Sunday, July 13, 2014

"Home is where the heart is" they say, but the word "home" is a strange one for me these days.  It's all muddled up in my mind and has kind of lost its meaning.  For most people the word "home" is used to identify a single location-- the place where they feel most welcome, most comfortable.  Where they fit in best.  For me, the word "home" is used to describe two places.  I currently rent an apartment in the city where I just completed my Master's degree.  I spend the majority of my life in the apartment with my new furniture, and my text books, my bills, and my cookware.  The rest of my life (a cumulative couple of months a year) is spent in the North East.  That's where I grew up.  That's where my parents live, and where I have a bedroom in a large house.  A bedroom with pink walls and white furniture and my favorite Teddy Bear, aptly named Teddy.
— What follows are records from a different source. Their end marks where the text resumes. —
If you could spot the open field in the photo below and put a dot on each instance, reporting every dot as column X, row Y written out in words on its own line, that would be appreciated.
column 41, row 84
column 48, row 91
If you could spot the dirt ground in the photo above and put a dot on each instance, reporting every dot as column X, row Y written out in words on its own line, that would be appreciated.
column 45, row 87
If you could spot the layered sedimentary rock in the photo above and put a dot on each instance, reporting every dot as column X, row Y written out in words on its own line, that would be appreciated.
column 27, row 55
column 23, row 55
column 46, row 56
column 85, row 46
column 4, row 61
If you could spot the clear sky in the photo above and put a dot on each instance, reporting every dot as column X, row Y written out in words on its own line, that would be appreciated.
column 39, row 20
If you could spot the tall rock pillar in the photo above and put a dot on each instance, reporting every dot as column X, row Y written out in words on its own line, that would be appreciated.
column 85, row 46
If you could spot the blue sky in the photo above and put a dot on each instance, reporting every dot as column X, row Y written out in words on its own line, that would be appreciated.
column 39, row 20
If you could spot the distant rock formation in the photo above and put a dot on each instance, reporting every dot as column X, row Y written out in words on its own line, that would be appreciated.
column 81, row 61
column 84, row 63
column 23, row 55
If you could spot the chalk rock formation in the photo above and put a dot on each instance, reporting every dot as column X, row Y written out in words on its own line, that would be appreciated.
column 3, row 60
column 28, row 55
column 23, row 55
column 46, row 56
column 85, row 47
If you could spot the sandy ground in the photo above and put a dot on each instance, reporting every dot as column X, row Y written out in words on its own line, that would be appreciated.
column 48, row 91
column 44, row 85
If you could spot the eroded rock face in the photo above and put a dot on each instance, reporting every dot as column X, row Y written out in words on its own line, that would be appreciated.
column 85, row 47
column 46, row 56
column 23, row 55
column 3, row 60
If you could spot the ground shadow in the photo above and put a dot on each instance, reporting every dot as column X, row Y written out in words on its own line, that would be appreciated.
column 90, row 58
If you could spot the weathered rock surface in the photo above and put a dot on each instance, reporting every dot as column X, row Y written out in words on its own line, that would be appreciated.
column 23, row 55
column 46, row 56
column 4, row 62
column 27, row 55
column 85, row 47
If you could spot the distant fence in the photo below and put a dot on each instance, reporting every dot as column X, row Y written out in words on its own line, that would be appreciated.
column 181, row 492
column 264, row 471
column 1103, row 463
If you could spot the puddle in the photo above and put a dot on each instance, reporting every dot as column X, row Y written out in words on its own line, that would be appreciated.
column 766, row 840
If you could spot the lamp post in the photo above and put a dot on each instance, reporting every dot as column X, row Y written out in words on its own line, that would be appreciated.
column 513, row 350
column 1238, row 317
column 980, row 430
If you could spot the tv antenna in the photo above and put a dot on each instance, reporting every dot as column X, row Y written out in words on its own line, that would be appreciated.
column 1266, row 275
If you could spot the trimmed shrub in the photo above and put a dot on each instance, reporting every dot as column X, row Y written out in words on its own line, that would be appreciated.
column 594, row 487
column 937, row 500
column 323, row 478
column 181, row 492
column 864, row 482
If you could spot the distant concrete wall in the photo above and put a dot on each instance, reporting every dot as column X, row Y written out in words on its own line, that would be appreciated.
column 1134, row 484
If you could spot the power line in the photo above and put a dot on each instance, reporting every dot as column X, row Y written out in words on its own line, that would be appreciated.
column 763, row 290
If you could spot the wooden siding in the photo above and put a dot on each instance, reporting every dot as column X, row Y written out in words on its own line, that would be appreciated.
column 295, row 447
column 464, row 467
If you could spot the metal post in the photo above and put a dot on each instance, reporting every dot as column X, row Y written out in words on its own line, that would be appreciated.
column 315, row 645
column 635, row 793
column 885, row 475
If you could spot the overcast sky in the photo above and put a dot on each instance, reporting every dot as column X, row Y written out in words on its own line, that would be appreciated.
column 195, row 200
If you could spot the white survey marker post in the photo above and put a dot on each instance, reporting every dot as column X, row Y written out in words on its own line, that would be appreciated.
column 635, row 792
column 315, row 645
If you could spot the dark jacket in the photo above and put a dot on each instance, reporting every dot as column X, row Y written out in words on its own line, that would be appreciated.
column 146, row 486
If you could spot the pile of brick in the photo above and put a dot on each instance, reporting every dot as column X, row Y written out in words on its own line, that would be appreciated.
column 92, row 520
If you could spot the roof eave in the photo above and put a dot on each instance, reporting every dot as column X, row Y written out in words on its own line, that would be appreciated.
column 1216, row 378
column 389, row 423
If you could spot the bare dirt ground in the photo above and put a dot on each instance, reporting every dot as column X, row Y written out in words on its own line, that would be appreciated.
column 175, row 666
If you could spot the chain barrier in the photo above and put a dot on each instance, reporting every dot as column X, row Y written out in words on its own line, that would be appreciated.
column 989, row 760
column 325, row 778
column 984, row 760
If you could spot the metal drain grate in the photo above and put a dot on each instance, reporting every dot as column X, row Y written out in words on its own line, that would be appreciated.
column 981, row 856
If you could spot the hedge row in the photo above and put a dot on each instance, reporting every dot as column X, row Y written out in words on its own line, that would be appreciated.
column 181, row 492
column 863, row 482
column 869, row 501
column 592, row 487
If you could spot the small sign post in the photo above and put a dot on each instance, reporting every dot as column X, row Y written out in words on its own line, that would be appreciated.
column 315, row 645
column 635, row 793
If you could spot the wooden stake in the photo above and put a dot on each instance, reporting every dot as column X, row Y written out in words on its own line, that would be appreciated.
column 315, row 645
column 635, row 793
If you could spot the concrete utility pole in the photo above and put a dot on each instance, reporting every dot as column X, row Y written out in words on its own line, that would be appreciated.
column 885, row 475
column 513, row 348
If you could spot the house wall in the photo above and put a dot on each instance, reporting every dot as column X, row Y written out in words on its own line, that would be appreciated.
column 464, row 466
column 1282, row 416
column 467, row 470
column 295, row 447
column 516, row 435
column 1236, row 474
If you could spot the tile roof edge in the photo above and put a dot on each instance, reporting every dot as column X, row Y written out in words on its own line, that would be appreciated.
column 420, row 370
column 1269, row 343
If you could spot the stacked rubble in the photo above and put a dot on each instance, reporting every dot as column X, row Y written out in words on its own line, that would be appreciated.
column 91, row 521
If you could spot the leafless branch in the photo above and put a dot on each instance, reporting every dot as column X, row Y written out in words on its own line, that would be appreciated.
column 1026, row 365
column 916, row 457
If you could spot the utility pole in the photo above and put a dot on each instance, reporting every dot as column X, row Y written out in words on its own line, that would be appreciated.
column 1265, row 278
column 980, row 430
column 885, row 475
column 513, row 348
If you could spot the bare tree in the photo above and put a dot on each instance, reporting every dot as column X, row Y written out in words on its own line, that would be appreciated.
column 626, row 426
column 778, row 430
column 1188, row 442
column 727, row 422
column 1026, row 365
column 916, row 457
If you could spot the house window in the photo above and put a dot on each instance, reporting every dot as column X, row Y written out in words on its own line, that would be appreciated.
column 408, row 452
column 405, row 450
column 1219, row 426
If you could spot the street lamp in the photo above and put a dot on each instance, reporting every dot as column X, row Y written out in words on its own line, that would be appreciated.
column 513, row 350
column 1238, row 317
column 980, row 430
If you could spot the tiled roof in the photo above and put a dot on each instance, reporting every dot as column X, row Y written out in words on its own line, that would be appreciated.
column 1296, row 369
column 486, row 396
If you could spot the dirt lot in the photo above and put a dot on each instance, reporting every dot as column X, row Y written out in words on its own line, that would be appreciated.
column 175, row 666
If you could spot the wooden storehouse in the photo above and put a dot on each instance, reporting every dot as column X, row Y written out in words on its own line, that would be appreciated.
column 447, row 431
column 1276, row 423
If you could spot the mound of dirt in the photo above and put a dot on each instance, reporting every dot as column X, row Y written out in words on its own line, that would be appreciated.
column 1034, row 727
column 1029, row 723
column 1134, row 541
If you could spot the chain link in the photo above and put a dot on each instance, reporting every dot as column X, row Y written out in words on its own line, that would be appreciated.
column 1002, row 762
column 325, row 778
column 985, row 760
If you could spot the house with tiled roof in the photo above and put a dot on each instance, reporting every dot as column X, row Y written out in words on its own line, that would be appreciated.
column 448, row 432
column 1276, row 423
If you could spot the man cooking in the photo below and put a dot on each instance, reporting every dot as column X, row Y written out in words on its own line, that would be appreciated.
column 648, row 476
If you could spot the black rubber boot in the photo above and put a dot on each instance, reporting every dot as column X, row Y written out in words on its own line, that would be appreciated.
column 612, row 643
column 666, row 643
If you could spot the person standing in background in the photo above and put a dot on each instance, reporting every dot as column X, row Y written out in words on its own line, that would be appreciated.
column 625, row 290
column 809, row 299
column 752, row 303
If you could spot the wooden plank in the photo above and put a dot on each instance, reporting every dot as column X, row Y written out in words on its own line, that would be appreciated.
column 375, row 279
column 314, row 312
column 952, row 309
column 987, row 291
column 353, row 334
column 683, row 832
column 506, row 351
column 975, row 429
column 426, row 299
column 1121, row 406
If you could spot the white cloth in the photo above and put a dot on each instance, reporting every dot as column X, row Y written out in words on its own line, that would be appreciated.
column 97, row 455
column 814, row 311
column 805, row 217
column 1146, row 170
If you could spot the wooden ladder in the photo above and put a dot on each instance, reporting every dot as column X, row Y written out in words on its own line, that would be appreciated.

When I'm in my apartment, Home is my parent's house.  When I'm outside of my apartment but in the city where I completed my degree, Home is my apartment or my parent's house.  When I'm in the North East, Home is my parent's house in the North East.  My family freaks a little when I slip up and accidentally call my apartment Home, so I'm constantly censoring my thoughts and back-tracking my sentences to be sure I don't accidentally call my apartment Home in front of them.

But here's the thing.  Despite the two places and their respective titles of Home dependent on my location, I'm not sure any place feels like Home right now.  When I'm in my apartment if feels too temporary to be Home.  The contents are mine, but the building isn't mine.  I'm residing on someone else's property when I'm in my apartment.  I have to follow someone else's rules.  I have to hear the voices and sounds of others from the apartments around me.  On the other hand, I spend so little time in the North East now that it feels like the ghost of my old self is floating around in my place when I'm there.  It doesn't feel like my Home.  It feels like younger me's Home.  When I'm sleeping in my pink room, I feel like I'm shrinking back into the mold of what I  was instead of who I've become.

Perhaps this feeling of not belonging or fitting into any of my residences comes with the territory of being a young adult--not a girl, not yet a woman (thanks Brit).  I'm too old for the old me, and too young for the future me.  I'm hovering between the two and probably will for a while.

So, yes "home is where the heart is," but maybe I need to try a little harder to plant my heart somewhere.